Scaling Up Automated Interactions in Multiagent Environments Through Learning and Value of Time Calculation

This work builds on the results of rational coordination and it extends them in a number of directions. First, we are continuing the current implementation of the coordination and communication algorithms in scaled-up defense scenarios, involving up to ten defense batteries coordinating while being attacked by up to twenty hostile missiles. Since optimal decision-making in these scenarios uses considerable computational resources, we use them to investigate the basis of numerous approximation algorithms that can be used to save processing time while the agents make decisions about how to coordinate in such numerous groups. These approximations include condition-action rules on how to coordinate and communicate, compiled from optimal decision-theoretic results using inductive learning; iterative deepening methods; methods that allow the agents to model only their closest neighbors while coordinating; and methods that neglect models of agents that have sufficiently small probability of being correct.

We are formulating the theoretical basis for estimating performance of the approximate methods in various circumstances, and we are validating these estimates using experiments. The result of this work will be a well understood suite of approximation and simplification tools together with their performance characteristics.

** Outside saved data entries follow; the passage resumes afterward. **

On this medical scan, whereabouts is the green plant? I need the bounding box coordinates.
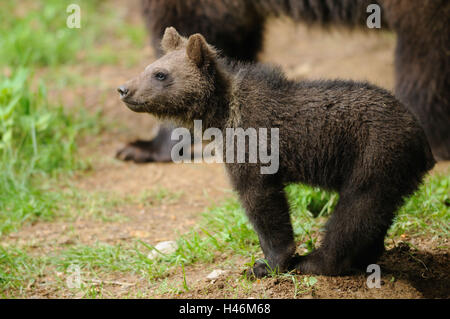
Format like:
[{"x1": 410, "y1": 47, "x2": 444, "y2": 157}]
[{"x1": 0, "y1": 69, "x2": 96, "y2": 235}]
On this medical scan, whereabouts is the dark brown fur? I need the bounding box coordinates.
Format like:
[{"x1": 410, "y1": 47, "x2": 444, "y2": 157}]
[
  {"x1": 141, "y1": 0, "x2": 265, "y2": 61},
  {"x1": 380, "y1": 0, "x2": 450, "y2": 161},
  {"x1": 118, "y1": 29, "x2": 435, "y2": 276},
  {"x1": 123, "y1": 0, "x2": 448, "y2": 162}
]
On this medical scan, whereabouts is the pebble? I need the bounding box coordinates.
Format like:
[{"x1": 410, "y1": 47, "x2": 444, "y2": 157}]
[
  {"x1": 206, "y1": 269, "x2": 227, "y2": 280},
  {"x1": 147, "y1": 241, "x2": 178, "y2": 259}
]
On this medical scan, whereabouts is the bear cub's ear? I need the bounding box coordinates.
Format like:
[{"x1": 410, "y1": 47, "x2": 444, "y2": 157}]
[
  {"x1": 161, "y1": 27, "x2": 185, "y2": 52},
  {"x1": 186, "y1": 34, "x2": 216, "y2": 68}
]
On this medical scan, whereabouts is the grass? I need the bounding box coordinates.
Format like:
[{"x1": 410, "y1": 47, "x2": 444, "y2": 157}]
[
  {"x1": 0, "y1": 0, "x2": 167, "y2": 296},
  {"x1": 3, "y1": 173, "x2": 446, "y2": 297},
  {"x1": 0, "y1": 0, "x2": 145, "y2": 69},
  {"x1": 289, "y1": 275, "x2": 318, "y2": 298},
  {"x1": 56, "y1": 187, "x2": 184, "y2": 222},
  {"x1": 0, "y1": 0, "x2": 147, "y2": 235},
  {"x1": 1, "y1": 1, "x2": 92, "y2": 68},
  {"x1": 0, "y1": 69, "x2": 98, "y2": 235},
  {"x1": 137, "y1": 188, "x2": 184, "y2": 207},
  {"x1": 0, "y1": 246, "x2": 45, "y2": 294},
  {"x1": 390, "y1": 173, "x2": 450, "y2": 237},
  {"x1": 0, "y1": 185, "x2": 331, "y2": 295}
]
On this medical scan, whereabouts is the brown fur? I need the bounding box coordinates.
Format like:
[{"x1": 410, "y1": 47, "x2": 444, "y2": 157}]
[
  {"x1": 118, "y1": 29, "x2": 435, "y2": 276},
  {"x1": 141, "y1": 0, "x2": 264, "y2": 61},
  {"x1": 380, "y1": 0, "x2": 450, "y2": 160}
]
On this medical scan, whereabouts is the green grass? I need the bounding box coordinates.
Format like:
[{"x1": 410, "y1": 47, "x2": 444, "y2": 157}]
[
  {"x1": 46, "y1": 186, "x2": 184, "y2": 224},
  {"x1": 0, "y1": 246, "x2": 45, "y2": 294},
  {"x1": 0, "y1": 173, "x2": 448, "y2": 296},
  {"x1": 136, "y1": 188, "x2": 184, "y2": 207},
  {"x1": 1, "y1": 1, "x2": 90, "y2": 67},
  {"x1": 0, "y1": 0, "x2": 147, "y2": 236},
  {"x1": 55, "y1": 176, "x2": 450, "y2": 272},
  {"x1": 0, "y1": 69, "x2": 95, "y2": 173},
  {"x1": 0, "y1": 0, "x2": 145, "y2": 69},
  {"x1": 0, "y1": 68, "x2": 98, "y2": 235},
  {"x1": 288, "y1": 274, "x2": 318, "y2": 298},
  {"x1": 390, "y1": 173, "x2": 450, "y2": 237}
]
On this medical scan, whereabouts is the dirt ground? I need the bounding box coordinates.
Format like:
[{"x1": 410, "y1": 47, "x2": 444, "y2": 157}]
[{"x1": 5, "y1": 2, "x2": 449, "y2": 299}]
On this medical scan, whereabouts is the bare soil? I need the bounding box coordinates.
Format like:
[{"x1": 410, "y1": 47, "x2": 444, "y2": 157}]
[
  {"x1": 4, "y1": 1, "x2": 449, "y2": 299},
  {"x1": 174, "y1": 242, "x2": 449, "y2": 299}
]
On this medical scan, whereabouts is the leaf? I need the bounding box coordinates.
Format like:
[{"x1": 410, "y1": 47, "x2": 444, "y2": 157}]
[
  {"x1": 1, "y1": 129, "x2": 12, "y2": 145},
  {"x1": 307, "y1": 276, "x2": 318, "y2": 287},
  {"x1": 0, "y1": 94, "x2": 21, "y2": 121},
  {"x1": 35, "y1": 113, "x2": 52, "y2": 131}
]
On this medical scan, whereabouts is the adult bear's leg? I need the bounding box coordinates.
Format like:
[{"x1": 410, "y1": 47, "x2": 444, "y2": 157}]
[
  {"x1": 382, "y1": 0, "x2": 450, "y2": 160},
  {"x1": 116, "y1": 123, "x2": 179, "y2": 163}
]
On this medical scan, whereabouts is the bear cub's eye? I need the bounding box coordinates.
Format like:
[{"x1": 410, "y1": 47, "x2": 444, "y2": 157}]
[{"x1": 154, "y1": 72, "x2": 167, "y2": 81}]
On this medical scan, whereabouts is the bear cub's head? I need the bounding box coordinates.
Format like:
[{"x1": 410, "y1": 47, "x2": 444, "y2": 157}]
[{"x1": 118, "y1": 27, "x2": 223, "y2": 124}]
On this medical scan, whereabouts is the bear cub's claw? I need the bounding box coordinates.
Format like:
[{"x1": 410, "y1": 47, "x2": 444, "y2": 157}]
[{"x1": 244, "y1": 260, "x2": 273, "y2": 279}]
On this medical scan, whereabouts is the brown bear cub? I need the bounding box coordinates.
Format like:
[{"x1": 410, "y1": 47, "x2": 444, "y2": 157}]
[{"x1": 118, "y1": 27, "x2": 435, "y2": 277}]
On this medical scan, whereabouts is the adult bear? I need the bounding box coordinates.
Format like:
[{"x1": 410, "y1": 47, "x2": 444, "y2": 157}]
[{"x1": 116, "y1": 0, "x2": 449, "y2": 162}]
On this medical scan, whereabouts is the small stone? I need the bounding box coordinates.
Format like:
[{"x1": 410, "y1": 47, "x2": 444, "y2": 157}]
[
  {"x1": 147, "y1": 241, "x2": 178, "y2": 259},
  {"x1": 206, "y1": 269, "x2": 227, "y2": 280}
]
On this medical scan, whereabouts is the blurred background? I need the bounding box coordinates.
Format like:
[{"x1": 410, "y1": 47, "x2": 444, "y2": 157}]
[{"x1": 0, "y1": 0, "x2": 448, "y2": 299}]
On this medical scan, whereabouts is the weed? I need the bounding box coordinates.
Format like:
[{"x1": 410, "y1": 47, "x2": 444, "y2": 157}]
[{"x1": 0, "y1": 69, "x2": 97, "y2": 235}]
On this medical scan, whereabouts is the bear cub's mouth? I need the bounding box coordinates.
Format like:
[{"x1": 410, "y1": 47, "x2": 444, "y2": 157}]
[
  {"x1": 117, "y1": 85, "x2": 147, "y2": 113},
  {"x1": 122, "y1": 100, "x2": 146, "y2": 113}
]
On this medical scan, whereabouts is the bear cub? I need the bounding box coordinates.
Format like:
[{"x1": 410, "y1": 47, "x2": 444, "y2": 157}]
[{"x1": 118, "y1": 27, "x2": 435, "y2": 277}]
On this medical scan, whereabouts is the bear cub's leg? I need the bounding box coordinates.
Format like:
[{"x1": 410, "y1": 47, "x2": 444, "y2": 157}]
[
  {"x1": 293, "y1": 186, "x2": 397, "y2": 275},
  {"x1": 238, "y1": 183, "x2": 296, "y2": 278}
]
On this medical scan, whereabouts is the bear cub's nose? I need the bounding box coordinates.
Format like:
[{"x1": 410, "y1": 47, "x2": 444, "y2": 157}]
[{"x1": 117, "y1": 85, "x2": 129, "y2": 98}]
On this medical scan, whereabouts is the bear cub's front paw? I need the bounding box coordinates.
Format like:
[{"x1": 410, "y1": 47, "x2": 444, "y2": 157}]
[{"x1": 244, "y1": 260, "x2": 271, "y2": 279}]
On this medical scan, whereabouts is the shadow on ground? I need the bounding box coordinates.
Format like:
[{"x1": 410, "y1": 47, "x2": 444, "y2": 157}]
[{"x1": 379, "y1": 243, "x2": 449, "y2": 298}]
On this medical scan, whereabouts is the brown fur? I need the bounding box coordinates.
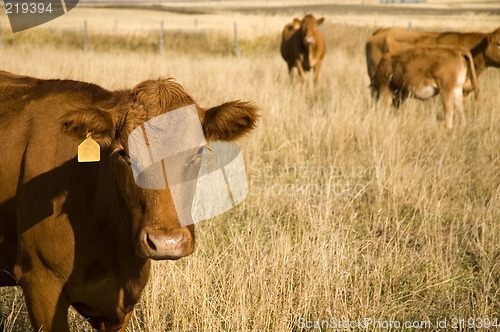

Second, we are extending our multi-agent interaction model by introducing the concept of the value of time. This notion is crucial in urgent situations, when decisions have to be made under time pressure and uncertainty. We are integrating this concept into the framework of recursive modeling used for optimal coordination and communication in multi-agent situations. Consequently, the decision-making process is modified to optimize the quality of decisions including the value of time. Using the concept of value of time the trade-off between the time saved and possible suboptimal performance achieved by the approximation algorithms can be made based on principled decision-theoretic grounds.

Third, are continuing our work in Bayesian learning mechanisms useful in multi-agent encounters. The previously developed and implemented Bayesian learning was used to update the probabilities associated with alternative models of the other agents based on their observed behavior, but it was not sufficient to propose new, better models of the agents involved in the interaction. During our current effort we use Bayesian learning to create new models of the agents. These new models will then be allowed to compete with the pre-existing models by having their probability updated by the Bayesian update already implemented.